At the event Kimi Makwetu, chair of INTOSAI’s Capacity Building Committee, on behalf of the INTOSAI donor cooperation partners, joined a panel of public finance management (PFM) reform practitioners from government and international organisations to share insights on how to assess PFM performance, achieve improvements, and monitor progress towards desired goals.

While the overall emphasis was on improving public expenditure efficiency, effectiveness and accountability, the CBC Chair highlighted the role of independent public sector auditors in providing assurance and strengthening accountability in the use of public resources.  He explained how independent external public sector audits positively impact on good governance and public trust; how SAI reports enable parliaments, governments, citizens and development organisations to take informed decisions, and reminded the audience that the United Nations and various global bodies had acknowledged the indispensable role of SAIs in promoting the efficiency, accountability, effectiveness and transparency of public administration.  He placed particular emphasis on the fact that SAIs can accomplish their tasks objectively and effectively only if they are independent of the audited entity, are protected against outside influence, and are adequately resourced.

The CBC Chair also explained that while financial, compliance and performance audits provided a solid base for PFM, environmental and performance audits are valuable tools for SAIs to contribute to the auditing of sustainable development goals.  In order to ensure professionalism across the globe, INTOSAI develops and maintains professional SAI standards, builds SAI capacity to apply standards, ensures knowledge exchange, and promotes SAI responsiveness and continuous improvement.  Adherence to international standards strengthens SAIs as credible sources of objective insight supporting PFM. The CBC Chair pointed out, however, that it was expensive to develop, implement and verify the success of the implementation of standards and that support from governments and donor partners had been indispensable and greatly appreciated.  The 2014 IDI global SAI stocktaking report indicated that the performance of SAIs in developing countries was improving overall, but that considerable challenges remain, in particular in respect of SAI independence and the timeous publication of audit reports.  Continued and strengthened SAI donor cooperation will therefore be essential to further improve the performance of SAIs.

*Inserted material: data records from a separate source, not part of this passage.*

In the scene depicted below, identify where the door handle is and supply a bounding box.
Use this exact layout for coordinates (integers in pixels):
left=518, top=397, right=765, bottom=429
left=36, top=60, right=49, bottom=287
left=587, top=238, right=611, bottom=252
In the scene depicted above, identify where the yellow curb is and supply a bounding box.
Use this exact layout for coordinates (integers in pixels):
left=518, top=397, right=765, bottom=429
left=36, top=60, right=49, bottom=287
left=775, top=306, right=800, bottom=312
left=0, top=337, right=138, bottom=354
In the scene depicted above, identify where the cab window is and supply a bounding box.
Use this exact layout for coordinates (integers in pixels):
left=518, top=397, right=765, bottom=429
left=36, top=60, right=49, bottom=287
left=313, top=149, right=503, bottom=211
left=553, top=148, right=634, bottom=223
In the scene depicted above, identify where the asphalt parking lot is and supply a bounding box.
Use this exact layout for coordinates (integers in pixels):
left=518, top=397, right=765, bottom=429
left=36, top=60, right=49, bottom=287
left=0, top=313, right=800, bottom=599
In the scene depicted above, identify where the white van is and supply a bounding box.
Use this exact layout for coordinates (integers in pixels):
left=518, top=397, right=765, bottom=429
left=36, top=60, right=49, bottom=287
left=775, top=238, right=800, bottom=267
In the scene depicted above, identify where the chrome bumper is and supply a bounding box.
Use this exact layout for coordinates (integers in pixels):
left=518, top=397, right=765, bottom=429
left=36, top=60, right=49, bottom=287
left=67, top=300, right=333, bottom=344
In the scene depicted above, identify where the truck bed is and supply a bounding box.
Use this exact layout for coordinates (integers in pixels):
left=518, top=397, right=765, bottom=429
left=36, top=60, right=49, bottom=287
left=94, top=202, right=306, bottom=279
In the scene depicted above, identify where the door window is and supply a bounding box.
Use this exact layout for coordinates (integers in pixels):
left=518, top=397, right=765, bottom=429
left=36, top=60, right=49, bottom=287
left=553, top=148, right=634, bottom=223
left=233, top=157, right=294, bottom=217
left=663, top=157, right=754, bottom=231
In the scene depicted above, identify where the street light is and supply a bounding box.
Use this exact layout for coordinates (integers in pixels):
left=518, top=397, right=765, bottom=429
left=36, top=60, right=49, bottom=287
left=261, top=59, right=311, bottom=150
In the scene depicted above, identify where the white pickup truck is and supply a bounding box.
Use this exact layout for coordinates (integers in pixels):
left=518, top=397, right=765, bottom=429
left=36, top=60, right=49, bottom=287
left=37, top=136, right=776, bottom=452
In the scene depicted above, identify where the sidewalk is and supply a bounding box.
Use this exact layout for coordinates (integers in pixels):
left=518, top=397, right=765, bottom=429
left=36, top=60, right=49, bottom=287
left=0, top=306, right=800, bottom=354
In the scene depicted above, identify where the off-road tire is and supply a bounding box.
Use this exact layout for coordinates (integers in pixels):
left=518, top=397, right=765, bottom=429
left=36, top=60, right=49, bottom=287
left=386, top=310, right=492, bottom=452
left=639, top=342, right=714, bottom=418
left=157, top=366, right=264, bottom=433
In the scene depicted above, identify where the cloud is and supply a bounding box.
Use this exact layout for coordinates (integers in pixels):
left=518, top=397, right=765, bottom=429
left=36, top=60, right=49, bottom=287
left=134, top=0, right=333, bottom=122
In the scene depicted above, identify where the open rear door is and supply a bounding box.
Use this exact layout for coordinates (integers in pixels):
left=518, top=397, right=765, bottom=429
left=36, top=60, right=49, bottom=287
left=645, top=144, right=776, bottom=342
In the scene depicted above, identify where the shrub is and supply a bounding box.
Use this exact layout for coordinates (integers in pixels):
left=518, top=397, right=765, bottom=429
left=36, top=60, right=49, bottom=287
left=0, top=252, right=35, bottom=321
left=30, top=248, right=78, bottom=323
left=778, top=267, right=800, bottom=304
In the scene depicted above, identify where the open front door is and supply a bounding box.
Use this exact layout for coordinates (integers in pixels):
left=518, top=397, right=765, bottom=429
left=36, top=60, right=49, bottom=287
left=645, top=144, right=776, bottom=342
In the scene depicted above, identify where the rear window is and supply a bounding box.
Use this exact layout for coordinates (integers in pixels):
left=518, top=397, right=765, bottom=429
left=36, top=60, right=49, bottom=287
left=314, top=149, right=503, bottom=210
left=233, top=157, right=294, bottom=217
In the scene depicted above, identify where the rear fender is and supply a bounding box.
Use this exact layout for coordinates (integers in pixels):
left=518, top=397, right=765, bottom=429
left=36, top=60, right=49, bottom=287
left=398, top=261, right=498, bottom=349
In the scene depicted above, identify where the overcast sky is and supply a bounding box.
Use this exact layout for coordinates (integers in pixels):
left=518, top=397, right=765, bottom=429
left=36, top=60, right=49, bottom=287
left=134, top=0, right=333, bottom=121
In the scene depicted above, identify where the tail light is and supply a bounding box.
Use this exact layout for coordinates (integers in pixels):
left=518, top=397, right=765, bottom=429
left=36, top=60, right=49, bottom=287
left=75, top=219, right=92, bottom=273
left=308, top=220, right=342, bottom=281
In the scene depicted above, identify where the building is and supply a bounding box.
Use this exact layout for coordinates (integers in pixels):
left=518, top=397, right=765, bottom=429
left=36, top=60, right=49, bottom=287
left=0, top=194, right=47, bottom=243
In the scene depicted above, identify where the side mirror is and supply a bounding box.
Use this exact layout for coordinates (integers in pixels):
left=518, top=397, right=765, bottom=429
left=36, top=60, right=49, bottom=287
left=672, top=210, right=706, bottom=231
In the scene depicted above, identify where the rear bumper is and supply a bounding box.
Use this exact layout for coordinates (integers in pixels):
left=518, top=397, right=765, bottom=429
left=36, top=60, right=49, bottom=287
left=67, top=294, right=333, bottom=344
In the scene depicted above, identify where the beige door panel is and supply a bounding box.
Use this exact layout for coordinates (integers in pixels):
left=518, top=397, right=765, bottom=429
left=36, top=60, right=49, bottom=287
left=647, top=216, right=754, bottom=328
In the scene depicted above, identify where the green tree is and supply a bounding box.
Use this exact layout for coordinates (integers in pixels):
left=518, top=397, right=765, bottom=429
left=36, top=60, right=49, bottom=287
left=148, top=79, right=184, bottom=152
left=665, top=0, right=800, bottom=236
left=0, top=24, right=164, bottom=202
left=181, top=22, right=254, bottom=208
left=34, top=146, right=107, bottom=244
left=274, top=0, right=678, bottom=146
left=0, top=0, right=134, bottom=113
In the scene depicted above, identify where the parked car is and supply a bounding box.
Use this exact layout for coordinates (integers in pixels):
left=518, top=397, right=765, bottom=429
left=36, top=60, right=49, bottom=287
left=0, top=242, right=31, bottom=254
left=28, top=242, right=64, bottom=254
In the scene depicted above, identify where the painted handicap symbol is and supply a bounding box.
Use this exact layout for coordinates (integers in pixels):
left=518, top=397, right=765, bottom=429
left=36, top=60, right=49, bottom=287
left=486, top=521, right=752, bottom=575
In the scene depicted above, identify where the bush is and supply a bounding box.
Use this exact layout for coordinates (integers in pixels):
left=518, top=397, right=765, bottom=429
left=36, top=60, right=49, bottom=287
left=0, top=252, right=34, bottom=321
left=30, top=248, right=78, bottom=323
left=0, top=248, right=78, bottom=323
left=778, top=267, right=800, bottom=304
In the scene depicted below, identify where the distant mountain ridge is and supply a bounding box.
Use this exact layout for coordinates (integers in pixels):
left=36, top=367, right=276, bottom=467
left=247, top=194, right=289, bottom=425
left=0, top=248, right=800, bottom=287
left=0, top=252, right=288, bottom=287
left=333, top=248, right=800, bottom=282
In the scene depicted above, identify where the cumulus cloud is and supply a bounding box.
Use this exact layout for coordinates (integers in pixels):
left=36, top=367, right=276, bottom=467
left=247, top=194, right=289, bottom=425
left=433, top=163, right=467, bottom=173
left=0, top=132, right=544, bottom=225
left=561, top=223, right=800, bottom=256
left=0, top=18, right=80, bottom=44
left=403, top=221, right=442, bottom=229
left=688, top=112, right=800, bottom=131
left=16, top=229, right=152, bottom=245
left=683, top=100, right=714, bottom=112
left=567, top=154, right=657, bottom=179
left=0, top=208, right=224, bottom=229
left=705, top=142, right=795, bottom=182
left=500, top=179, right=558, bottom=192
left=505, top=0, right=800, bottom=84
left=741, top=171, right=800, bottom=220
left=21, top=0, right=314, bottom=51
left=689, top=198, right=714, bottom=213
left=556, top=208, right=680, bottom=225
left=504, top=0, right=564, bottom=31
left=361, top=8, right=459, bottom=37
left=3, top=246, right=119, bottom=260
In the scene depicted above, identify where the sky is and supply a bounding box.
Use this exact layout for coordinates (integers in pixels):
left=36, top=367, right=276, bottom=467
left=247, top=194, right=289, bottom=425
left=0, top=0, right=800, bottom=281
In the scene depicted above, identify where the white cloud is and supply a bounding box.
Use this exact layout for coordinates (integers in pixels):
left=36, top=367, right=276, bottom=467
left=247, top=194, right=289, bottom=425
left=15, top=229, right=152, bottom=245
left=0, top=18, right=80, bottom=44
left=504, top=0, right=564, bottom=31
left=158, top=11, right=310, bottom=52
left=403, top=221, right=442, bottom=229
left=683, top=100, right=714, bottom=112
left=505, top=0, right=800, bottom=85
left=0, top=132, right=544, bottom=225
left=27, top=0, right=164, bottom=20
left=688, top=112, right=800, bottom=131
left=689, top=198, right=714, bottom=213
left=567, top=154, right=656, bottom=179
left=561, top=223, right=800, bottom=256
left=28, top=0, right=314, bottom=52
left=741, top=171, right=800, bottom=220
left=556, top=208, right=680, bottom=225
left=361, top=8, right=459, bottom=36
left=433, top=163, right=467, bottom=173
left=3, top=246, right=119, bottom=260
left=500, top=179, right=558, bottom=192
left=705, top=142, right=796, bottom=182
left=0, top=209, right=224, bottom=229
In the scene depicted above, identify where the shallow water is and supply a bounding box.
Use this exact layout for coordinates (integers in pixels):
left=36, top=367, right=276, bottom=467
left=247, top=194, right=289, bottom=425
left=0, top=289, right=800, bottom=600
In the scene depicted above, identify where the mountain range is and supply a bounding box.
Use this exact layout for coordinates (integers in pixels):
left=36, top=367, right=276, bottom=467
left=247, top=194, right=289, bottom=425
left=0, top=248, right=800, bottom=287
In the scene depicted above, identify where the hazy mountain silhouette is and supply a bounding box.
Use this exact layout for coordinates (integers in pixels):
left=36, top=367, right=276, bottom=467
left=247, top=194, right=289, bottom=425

As global recognition of the central role of SAIs within good governance and public finance management systems increases, it is incumbent on all SAIs to undertake measures that will demonstrate the value and benefits of independent and capable SAIs and their positive impact on PFM and the contribution of SAIs to the efficient, effective, transparent and accountable implementation of the post-2015 development agenda and the sustainable development goals.